[Fated to Be Free by Jean Ingelow]@TWC D-Link book
Fated to Be Free

CHAPTER III
9/14

All the cherry-trees were in full flower; the pear-trees were coming out, and the young thickets in the garden were bending low with lilac-blossom, but Peter was miserable.
He was leaning his arms over the balustrade, and the great red peonies and loose anemones were staring up at him so that he could see down into their central folds; but what is April, and what is a half-holiday, and what indeed is life itself when one has lost perhaps the most excellent top that boy ever spun, and the loudest hummer?
And then he had taken such care of it.

Never but once, only this once, had he spun it in the gallery at all, and yet this once of all misfortunes it had rolled its last circle out so far that the balustrade had struck it, and in the leap of its rebound it had sprung over.
At first he felt as if he should like to cry.
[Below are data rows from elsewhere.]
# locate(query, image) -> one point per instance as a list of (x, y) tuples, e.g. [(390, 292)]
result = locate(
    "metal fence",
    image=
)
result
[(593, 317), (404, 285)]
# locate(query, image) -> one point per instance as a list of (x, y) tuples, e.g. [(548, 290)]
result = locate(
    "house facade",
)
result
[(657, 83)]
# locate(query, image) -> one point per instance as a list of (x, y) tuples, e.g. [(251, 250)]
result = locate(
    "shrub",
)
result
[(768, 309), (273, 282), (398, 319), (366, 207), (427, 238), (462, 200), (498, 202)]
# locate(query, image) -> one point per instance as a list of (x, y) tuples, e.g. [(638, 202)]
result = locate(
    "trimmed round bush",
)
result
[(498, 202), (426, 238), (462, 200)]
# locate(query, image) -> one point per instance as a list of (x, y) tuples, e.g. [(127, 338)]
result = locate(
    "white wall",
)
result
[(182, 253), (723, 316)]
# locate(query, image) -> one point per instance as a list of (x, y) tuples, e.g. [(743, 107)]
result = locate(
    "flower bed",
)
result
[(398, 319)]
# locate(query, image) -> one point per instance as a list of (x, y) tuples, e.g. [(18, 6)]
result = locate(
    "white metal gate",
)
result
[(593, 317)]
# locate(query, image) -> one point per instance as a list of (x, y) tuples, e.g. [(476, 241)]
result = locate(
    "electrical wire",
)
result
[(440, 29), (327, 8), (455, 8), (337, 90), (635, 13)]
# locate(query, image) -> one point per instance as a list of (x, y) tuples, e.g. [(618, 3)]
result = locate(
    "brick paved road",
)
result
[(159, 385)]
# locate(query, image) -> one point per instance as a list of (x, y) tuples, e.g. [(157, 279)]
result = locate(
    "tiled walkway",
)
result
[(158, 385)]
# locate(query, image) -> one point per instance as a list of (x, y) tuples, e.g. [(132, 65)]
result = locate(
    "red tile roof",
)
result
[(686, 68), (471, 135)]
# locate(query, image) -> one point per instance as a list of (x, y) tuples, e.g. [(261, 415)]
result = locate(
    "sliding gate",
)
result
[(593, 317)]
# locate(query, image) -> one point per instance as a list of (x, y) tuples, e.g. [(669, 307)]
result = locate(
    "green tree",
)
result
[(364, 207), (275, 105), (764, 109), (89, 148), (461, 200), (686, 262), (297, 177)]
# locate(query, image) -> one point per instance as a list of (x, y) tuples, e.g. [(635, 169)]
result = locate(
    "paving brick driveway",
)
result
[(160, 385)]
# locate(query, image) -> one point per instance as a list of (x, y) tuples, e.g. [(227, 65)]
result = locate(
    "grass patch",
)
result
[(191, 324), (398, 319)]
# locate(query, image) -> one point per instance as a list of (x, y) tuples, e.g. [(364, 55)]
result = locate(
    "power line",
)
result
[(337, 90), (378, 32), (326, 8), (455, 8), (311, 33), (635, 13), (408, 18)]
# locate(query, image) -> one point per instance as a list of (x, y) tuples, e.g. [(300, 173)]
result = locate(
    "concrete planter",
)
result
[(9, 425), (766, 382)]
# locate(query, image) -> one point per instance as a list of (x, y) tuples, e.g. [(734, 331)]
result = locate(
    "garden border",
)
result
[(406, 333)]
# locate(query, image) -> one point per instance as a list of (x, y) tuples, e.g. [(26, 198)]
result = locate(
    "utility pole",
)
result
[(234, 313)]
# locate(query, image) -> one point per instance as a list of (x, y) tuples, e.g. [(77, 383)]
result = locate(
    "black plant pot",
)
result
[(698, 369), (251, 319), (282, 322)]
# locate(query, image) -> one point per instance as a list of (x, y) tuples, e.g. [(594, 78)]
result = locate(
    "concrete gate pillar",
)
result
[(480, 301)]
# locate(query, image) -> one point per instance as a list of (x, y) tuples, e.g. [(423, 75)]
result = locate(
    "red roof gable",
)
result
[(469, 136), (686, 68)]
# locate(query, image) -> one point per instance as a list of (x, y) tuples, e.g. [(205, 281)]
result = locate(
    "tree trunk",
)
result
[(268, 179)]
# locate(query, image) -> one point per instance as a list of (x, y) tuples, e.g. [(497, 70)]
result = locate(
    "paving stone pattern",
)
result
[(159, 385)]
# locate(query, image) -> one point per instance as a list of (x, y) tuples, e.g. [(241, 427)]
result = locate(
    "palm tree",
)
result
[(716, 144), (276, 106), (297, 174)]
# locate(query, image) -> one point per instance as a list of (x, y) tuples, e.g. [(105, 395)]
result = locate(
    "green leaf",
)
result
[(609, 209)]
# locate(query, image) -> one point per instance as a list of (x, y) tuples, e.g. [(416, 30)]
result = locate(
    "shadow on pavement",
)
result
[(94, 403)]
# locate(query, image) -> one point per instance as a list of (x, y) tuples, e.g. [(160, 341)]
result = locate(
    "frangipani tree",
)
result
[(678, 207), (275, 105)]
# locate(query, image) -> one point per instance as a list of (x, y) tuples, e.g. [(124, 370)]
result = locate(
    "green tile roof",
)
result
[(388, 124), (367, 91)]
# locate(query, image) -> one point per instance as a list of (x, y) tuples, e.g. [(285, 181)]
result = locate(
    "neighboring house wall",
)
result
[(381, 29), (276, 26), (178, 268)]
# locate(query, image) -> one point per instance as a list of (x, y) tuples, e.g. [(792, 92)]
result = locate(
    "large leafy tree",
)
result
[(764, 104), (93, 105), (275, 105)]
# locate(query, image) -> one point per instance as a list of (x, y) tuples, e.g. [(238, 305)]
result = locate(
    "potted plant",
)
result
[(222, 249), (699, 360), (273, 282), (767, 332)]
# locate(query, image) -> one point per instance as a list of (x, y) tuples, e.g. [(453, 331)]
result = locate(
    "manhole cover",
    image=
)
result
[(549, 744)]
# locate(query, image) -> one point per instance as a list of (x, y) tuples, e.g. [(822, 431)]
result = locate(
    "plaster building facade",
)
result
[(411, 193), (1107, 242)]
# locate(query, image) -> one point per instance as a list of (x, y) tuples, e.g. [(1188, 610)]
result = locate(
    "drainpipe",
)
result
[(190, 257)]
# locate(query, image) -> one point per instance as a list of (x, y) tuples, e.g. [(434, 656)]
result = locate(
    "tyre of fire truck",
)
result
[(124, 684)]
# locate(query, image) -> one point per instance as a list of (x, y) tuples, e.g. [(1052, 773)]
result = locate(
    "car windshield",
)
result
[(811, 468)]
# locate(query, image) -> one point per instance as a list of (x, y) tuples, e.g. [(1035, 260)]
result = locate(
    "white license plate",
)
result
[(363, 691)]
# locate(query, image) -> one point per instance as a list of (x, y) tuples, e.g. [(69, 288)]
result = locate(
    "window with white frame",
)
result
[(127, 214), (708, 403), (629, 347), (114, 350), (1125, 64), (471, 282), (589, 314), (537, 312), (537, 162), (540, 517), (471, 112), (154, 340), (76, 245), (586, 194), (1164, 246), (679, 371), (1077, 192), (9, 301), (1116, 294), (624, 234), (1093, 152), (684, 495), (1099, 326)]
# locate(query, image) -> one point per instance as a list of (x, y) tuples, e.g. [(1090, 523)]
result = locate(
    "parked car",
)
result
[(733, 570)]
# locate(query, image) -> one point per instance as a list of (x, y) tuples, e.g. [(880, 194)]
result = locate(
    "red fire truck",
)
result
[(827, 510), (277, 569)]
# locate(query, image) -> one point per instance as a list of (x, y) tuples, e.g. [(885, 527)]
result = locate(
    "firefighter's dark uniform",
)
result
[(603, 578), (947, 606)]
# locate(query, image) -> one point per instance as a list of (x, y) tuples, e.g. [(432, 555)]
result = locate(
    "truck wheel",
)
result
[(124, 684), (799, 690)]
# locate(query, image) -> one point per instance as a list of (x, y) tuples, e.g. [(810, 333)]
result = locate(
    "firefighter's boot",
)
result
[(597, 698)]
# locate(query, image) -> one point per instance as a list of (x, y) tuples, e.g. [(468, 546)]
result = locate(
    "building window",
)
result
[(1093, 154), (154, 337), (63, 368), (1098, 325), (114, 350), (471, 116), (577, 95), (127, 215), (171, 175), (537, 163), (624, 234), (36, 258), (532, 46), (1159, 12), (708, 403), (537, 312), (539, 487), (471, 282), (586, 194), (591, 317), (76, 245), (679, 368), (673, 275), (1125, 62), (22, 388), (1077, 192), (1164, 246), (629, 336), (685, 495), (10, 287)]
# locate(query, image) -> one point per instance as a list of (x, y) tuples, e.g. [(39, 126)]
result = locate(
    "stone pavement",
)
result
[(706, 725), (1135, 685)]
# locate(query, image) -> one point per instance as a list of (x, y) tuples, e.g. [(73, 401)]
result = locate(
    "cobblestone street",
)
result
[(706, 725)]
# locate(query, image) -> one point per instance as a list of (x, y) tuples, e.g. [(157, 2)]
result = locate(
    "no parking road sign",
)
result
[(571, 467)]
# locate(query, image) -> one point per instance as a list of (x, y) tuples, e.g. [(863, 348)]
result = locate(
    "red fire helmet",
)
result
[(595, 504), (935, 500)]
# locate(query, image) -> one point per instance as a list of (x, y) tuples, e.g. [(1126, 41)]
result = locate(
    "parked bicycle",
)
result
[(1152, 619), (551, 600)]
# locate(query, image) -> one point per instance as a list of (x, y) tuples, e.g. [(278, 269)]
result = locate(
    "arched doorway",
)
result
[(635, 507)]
Then a wild and daring thought came and shook at the very doors of his heart.

What if he climbed over the gate and got down, and, finding his top, brought it up so quickly that no one would ever know?
His mother and aunt were gone out for a walk; his great-grandmother and the nurse were nodding one on each side of the fire.

It was only three o'clock, and yet they had dined, and they were never known to rouse themselves up for at least half an hour at that time of day.
He took one turn along the gallery again, peeped in at the parlour window, then in a great hurry he yielded to the temptation, climbed over the wooden gate, got down the rotten old steps, and in two minutes was up to his neck in a mass of tangled blossoms.